The CoV2 preS dTM AS03 composition also was evaluated in non-naïve participants. The data in Table 15 show that participants in the low dose group had a marked increase of neutralizing antibodies (as measured in (Monogram PsVN assay) after just one injection, with a GMT of 35,275 at Day 22. This GMT is more than 15-fold higher than the convalescent sera group shown in Table 14.
The data in non-naïve participants show that the magnitude of antibody titers was ≥5,000 in both the 18-59 years and >60 years age-groups after a single injection. No difference was observed across treatment groups.
These results show that CoV2 preS dTM AS03 triggered high neutralizing antibody responses in all adult age groups, including in those aged 60 years and older and those with prior infection. The immunogenic composition showed no safety concerns, with a well-tolerated safety profile across all three tested dose levels. The Phase II study showed 95% to 100% seroconversion following a second injection in all age groups and across all doses. In participants with previous evidence of SARS-COV-2 infection, significantly higher antibody responses were generated after a single vaccine dose, suggesting strong potential for development as a booster vaccine.
The Phase 2 data confirm the potential of the CoV2 preS dTM AS03 immunogenic composition to play a role in addressing a global public health crisis, as it is well recognized that multiple vaccines will be needed, especially as variants continue to emerge as well as the need for booster vaccines. Based on these positive Phase 2 results, the 10 μg dose level will be further evaluated in a global Phase 3 study in more than 35,000 participants.
An immunogenicity study (CoV2-06_NHP) was performed in naïve non-human primates (NHPs) to assess the immunogenicity of the variant monovalent vaccine (B.1.351) and potential negative interferences when combined with D614 preS dTM antigen in the bivalent formulation (D614+B.1.351), in the presence of AS03. At the peak of the antibody responses (Day 34), the neutralizing antibody titers were measured against the two viruses (D614 and Beta), as well as other variants of concerns (VoCs), Alpha, Gamma, and Delta. The neutralization titers against the D614 strain (obtained in a VSV-pseudovirus qualified assay from Nexelis) were compared between monovalent and bivalent formulations to evaluate the impact of each component in the bivalent formulation on the immunogenicity of the other component.

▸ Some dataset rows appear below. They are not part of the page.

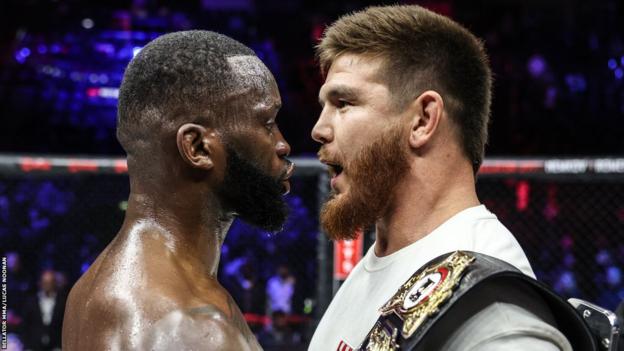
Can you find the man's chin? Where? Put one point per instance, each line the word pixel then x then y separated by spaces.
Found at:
pixel 338 218
pixel 285 187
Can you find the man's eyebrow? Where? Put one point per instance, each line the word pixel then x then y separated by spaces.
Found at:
pixel 339 91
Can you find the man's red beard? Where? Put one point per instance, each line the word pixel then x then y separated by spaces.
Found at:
pixel 373 176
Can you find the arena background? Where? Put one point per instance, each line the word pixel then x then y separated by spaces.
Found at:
pixel 553 173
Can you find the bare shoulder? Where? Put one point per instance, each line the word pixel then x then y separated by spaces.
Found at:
pixel 200 328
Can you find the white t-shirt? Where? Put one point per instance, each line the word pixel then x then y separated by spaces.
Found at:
pixel 374 280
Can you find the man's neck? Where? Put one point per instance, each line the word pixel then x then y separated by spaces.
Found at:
pixel 180 223
pixel 423 202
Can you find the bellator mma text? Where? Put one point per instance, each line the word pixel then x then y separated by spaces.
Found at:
pixel 4 303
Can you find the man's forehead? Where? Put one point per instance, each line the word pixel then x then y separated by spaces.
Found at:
pixel 251 77
pixel 365 67
pixel 349 74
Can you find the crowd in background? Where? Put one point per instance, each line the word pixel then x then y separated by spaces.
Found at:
pixel 559 90
pixel 558 66
pixel 572 232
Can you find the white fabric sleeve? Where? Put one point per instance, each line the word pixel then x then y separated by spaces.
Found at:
pixel 508 327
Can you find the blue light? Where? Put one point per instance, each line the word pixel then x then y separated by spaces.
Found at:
pixel 136 50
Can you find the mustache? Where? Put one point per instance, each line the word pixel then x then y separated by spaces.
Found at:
pixel 324 155
pixel 288 169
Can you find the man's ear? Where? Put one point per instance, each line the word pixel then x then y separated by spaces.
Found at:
pixel 428 111
pixel 197 145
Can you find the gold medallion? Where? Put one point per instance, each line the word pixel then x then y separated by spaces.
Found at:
pixel 420 297
pixel 381 340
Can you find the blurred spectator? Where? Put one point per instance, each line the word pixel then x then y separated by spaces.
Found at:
pixel 243 284
pixel 280 290
pixel 280 335
pixel 43 315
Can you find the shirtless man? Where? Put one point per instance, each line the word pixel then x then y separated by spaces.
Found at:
pixel 197 121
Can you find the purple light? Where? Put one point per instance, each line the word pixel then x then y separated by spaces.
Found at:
pixel 136 50
pixel 21 55
pixel 536 65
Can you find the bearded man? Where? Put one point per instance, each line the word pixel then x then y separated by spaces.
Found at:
pixel 403 126
pixel 197 119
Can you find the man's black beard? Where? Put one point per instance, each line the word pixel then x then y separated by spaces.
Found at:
pixel 252 194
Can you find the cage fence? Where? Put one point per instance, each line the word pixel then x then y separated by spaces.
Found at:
pixel 59 213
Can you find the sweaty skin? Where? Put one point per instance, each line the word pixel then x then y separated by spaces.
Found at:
pixel 155 285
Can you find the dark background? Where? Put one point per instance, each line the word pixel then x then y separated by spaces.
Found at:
pixel 559 91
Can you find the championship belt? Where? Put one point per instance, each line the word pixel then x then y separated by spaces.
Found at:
pixel 418 308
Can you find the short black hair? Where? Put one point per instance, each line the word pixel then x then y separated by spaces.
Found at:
pixel 177 74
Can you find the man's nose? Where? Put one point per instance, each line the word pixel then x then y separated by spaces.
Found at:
pixel 322 131
pixel 282 147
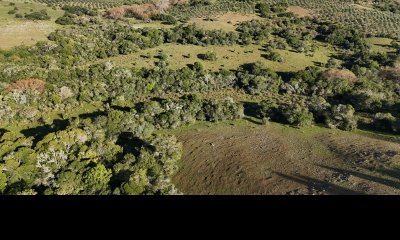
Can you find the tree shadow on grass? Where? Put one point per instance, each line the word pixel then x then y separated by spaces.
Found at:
pixel 319 185
pixel 39 132
pixel 251 109
pixel 380 180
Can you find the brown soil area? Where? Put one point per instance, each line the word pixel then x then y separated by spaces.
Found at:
pixel 276 159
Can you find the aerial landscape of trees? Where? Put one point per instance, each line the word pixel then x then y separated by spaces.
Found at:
pixel 74 122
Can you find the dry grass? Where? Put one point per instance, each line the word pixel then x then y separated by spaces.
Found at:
pixel 244 158
pixel 226 22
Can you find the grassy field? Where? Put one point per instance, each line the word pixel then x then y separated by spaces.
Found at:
pixel 226 22
pixel 16 31
pixel 241 157
pixel 229 57
pixel 380 44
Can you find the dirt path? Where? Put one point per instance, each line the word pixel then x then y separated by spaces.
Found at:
pixel 275 159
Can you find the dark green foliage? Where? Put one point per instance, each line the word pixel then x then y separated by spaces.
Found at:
pixel 296 114
pixel 79 11
pixel 166 19
pixel 386 122
pixel 41 15
pixel 273 56
pixel 342 117
pixel 209 56
pixel 256 79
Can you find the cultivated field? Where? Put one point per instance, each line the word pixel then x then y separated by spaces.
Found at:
pixel 15 32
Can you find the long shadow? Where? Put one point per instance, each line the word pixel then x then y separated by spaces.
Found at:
pixel 389 183
pixel 320 185
pixel 251 109
pixel 39 132
pixel 379 134
pixel 394 173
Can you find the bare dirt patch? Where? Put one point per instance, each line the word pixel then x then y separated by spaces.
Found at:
pixel 24 33
pixel 301 12
pixel 275 159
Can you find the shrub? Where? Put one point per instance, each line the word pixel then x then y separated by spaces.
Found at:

Fifty-four adult Mauritian cynomolgus macaques (males and females) of two to eight years old were randomized for age, weight, and sex. Nine groups of six macaques were immunized with the three vaccine formulations (D614, B.1.351, and bivalent) at doses of 2.5, 5, and 10 μg per component, in the presence of AS03 (Table 16). Two injections at three weeks apart were given by the IM route in the deltoid, same side for both administrations, under 0.5 mL doses.
Animals were monitored throughout the study for any clinical signs of adverse events. Blood samples were collected pre-study, and on D2, D21, D23, and D34 for blood cell count and chemistry parameters. Blood samples were collected on D21 and on D34 for antibody titration. Binding IgG levels were measured in ELISA against the GCN4-Spike protein, and the neutralization antibodies were measured on D34 against the D614, D614G, Alpha, Beta, Gamma, and Delta variants using PsV neutralizing assay (SP REI Cambridge). In parallel, the samples were titrated in a qualified D614 PsV neutralization assay (Nexelis) to quantify the interferences on D614 titers. The characteristics of the two neutralization assays used are shown in Table 17 below.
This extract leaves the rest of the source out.